FLINTOFF: "They have just as many problems in their country," he said. "Maybe more. Doping is a problem for all countries." Although there's been no official confirmation that U.S. prosecutors are investigating, the chief spokesman for the Kremlin insisted that they wouldn't have jurisdiction in the case.
But Russian officials have shown a conciliatory side as well, especially after they hired a major Western PR agency to represent them. In an op-ed in London's Sunday Times, Russian Sports Minister Vitaly Mutko said that mistakes had been made. And he pleaded that Russia's drug-free athletes should not be deprived of their chance to compete. Two young Russian athletes made that case this week in Moscow, as well.
FLINTOFF: Gulnaz Gubaidullina and Egor Puchkarevsky are world-class competitors in the pentathlon, a grueling event where athletes must excel in fencing, shooting, horseback riding, swimming and cross-country running.
FLINTOFF: This is Puchkarevsky finishing sixth in last year's European championships. Both athletes say they've sacrificed a lot for their Olympic dreams and that they've never taken performance-enhancing drugs.
UNIDENTIFIED WOMAN: (Speaking Russian).
GULNAZ GUBAIDULLINA: (Speaking Russian).
FLINTOFF: "Of course not," Gulnaz says. And Egor agrees. "We're for honest sport."

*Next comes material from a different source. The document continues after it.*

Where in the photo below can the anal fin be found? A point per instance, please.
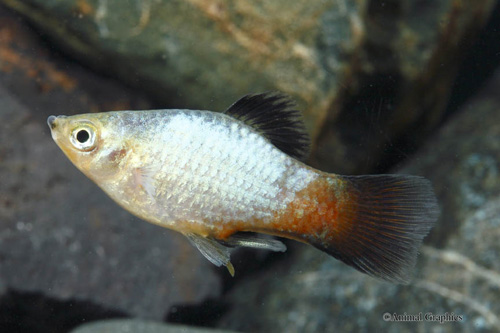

UNIDENTIFIED WOMAN: (Speaking Russian).
FLINTOFF: "Just because some of the track and field athletes were were caught doping," Gulnaz says, "it doesn't mean that other sportspeople were using anything. I think that in pentathlon, there's nothing of the kind."
Both athletes say a total ban on Russians competing in Rio wouldn't be fair to them. But American athletes who were deprived of medals by Russians who cheated say in those cases, clean competitors never had a chance. Corey Flintoff, NPR News, Moscow.